The Enduring Allure of the City of Light

People around the world were stunned and saddened as photographs of the partial destruction of the cathedral of Notre Dame, that icon of Paris, burned. (See how laser point clouds of gothic cathedrals, which may help in reconstruction, are created.) Paris, its landmarks, its street scenes, and its culture have inspired classic literature from the popular works of Dickens and Victor Hugo (for whom Notre Dame plays a starring role) to the American expats in the 1920s to Anthony Doerr.

Crime writers too have found it a congenial home, not because crime happens there as it does elsewhere, but because to set a crime novel in Paris is to establish a contrast, a friction between the sordidness of deeds and the beauty of the setting, even as it may live only in the reader’s imagination.

The Sûreté was quick to adopt some of the early criminal detection measures developed in France, too: Alphonse Bertillon’s system of identifying criminals through body measurements—a forerunner of today’s biometric identification—and the 1863 discovery by Paul-Jean Coulier of the means to reveal fingerprints on paper, roots from which sprang stories of very French detectives, most  notably Georges Simenon’s Jules Maigret.

The attraction continues.
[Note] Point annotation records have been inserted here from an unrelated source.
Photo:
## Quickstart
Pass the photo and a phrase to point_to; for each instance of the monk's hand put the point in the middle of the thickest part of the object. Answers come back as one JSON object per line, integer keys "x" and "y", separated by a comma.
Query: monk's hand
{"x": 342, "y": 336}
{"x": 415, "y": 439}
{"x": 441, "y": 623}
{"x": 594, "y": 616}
Here are four crime novels from the last year with significant Paris roots.

****The Long Road from Paris by Kirby Williams – In the late 1930s, a New Orleans octoroon jazz prodigy is making a success of his nightclub with the help of his Jewish girlfriend. Then the fascists appear. 

****A Long Night in Paris by Dov Alfon – an Israeli mistakenly murdered at Charles de Gaulle airport triggers a desperate investigation in Paris and Israel to find the real target.

*****Paris in the Present Tense by Mark Helprin – A gentlemanly aging cellist plunges well outside his comfort zone to help the people he loves.

****Number 7, Rue Jacob – by Wendy Hornsby – A Parisian couple is pursued around Europe in a deadly game, as shadowy persons ask cell phone users to “find them,” then “stop them.”